There was also the Dayton Monkey Trial, just an example of one of the bricks that were laid in the wall. That was an attack that met fierce resistance. at first it perhaps looked like a loss for the ACLU, but as it turned out it was actually a huge win. It was the children in those classes of 1925 that would become the judges who, by fiat, would revise the constitution by a de facto insertion of the words "Separation of Church and State"; words, which in their original context were meant to assure protection of the church from the state and not the other way around. The rest of the children, as if they had become subjects, simply said "look at what they're doing" as if they had no recourse... generally speaking of course. The church had agreed through it tax attempt status, to remain silent on the issue... again generally speaking. But they did, have a recourse but were either, in sufficient numbers, ignorant of their options, or unwilling to exercise them.

One of the root problems I discern is that American Christianity, in general, misunderstands the word love. In the 60's the preponderance of Christianity did not see fit to love their off-spring enough to fight the judicial decision at the ballot box while it was yet a tender reed.

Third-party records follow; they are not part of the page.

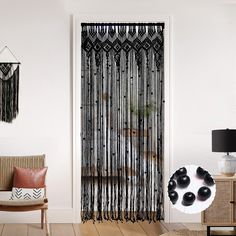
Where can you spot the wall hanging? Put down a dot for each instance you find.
(122, 121)
(9, 87)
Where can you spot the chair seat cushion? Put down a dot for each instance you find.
(23, 202)
(27, 193)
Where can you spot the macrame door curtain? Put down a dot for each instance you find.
(122, 121)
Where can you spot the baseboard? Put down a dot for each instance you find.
(54, 216)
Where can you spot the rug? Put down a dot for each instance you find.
(185, 232)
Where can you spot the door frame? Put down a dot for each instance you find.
(76, 90)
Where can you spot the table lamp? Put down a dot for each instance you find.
(224, 140)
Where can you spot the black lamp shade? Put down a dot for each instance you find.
(224, 140)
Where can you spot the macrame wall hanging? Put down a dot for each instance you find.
(9, 87)
(122, 121)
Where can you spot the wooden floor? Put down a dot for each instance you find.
(94, 229)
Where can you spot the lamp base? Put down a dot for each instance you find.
(227, 165)
(227, 174)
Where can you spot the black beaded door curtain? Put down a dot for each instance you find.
(122, 110)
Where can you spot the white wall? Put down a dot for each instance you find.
(38, 33)
(203, 80)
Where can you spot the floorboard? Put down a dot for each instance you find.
(105, 228)
(108, 228)
(62, 230)
(15, 230)
(131, 229)
(153, 229)
(195, 226)
(35, 230)
(86, 229)
(173, 226)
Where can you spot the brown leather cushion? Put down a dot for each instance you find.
(29, 178)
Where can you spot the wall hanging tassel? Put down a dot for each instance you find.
(9, 89)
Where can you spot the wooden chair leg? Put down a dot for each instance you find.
(42, 218)
(46, 222)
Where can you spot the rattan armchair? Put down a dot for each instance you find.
(7, 164)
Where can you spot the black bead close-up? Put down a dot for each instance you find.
(183, 181)
(208, 179)
(201, 172)
(180, 171)
(188, 199)
(173, 195)
(204, 193)
(171, 185)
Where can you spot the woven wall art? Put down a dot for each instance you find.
(9, 89)
(122, 121)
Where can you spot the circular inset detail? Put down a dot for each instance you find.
(173, 195)
(188, 199)
(204, 193)
(201, 172)
(180, 171)
(191, 189)
(208, 179)
(171, 185)
(183, 181)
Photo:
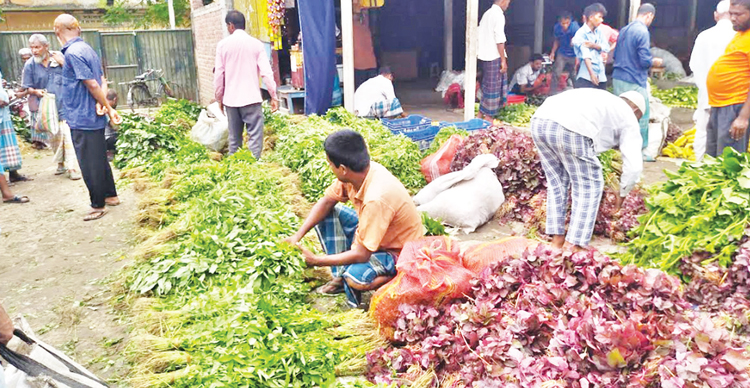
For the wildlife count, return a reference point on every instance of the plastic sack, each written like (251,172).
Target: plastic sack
(483,255)
(439,163)
(47,120)
(212,129)
(430,272)
(465,199)
(46,366)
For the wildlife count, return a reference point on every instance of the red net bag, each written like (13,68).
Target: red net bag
(429,273)
(481,256)
(439,163)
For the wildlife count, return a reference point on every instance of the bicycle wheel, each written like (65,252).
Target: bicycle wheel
(139,95)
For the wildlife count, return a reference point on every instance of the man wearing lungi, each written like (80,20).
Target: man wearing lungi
(361,244)
(570,130)
(491,53)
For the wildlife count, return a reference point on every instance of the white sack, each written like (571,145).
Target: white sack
(465,199)
(212,129)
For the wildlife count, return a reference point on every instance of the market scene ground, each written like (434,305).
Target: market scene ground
(589,226)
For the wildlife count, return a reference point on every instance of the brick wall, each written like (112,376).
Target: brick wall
(208,29)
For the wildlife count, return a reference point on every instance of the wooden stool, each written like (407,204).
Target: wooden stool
(287,95)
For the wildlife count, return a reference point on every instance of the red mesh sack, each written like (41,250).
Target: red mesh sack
(439,163)
(481,256)
(430,272)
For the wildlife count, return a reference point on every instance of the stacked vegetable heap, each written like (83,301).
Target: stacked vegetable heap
(216,298)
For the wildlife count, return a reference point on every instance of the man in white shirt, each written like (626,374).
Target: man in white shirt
(525,78)
(570,130)
(376,98)
(709,46)
(491,52)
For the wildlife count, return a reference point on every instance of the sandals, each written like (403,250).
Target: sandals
(331,288)
(95,215)
(17,199)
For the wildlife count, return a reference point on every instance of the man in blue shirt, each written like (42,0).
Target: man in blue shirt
(589,43)
(562,50)
(85,86)
(633,60)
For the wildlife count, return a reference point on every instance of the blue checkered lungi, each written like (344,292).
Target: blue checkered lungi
(386,109)
(569,160)
(336,233)
(10,154)
(494,88)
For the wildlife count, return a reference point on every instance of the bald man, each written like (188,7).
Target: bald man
(84,86)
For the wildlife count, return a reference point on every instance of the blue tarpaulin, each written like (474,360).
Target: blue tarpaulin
(317,20)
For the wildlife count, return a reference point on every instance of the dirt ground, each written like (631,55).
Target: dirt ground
(56,269)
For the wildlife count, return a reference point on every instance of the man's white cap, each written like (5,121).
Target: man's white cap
(723,6)
(636,98)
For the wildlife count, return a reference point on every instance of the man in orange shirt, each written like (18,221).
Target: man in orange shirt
(363,244)
(728,88)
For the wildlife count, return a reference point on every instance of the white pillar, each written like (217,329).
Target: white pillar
(470,80)
(448,32)
(634,5)
(622,21)
(347,35)
(170,5)
(693,15)
(538,25)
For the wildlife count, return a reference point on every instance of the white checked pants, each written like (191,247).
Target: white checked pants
(569,161)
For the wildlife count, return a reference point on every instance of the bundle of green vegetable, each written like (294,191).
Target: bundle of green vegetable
(228,304)
(703,208)
(517,115)
(299,146)
(677,97)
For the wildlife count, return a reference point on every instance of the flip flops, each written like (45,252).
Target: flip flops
(17,199)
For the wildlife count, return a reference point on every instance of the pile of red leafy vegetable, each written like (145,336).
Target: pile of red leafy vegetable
(552,319)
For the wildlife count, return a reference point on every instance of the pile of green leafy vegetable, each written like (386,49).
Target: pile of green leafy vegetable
(677,97)
(517,115)
(299,146)
(702,209)
(227,299)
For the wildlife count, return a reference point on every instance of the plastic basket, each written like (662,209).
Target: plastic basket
(406,123)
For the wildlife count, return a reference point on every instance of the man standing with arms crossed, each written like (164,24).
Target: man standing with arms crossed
(84,86)
(491,51)
(728,87)
(239,59)
(709,46)
(633,60)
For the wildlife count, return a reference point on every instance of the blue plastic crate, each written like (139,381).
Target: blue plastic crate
(471,125)
(411,122)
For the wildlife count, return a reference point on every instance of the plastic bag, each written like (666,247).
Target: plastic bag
(47,120)
(439,163)
(466,199)
(483,255)
(430,272)
(212,129)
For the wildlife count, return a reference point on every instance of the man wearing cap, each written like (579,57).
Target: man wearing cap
(569,136)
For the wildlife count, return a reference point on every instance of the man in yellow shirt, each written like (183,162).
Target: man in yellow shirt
(363,244)
(728,88)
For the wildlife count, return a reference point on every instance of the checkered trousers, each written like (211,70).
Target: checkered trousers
(569,161)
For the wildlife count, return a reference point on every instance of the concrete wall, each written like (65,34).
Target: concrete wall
(208,29)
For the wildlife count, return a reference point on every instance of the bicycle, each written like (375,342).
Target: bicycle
(139,93)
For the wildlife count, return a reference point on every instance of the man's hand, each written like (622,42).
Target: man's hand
(115,117)
(738,128)
(594,79)
(6,327)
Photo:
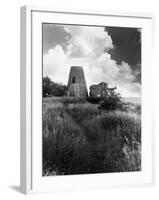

That decision is now a tall oak and the vast majority, with little exception, have been indoctrinated by those who themselves were indoctrinated by yet more who were indoctrinated into a godless worldview in which the state has usurped God as master, as a result of that decision. We are now just beginning to reap the whirlwind from that loveless, albeit ignorant, negligence.

Susan said...

Sadly, Dad, Mickey & I were ones who "sat idle" as prayer was taken out of the schools. We were passive and thought "that will never happen". It did. Thanks for the info about the prior moves, see I was not even away of those, having not been taught and being too lazy to seek it out myself.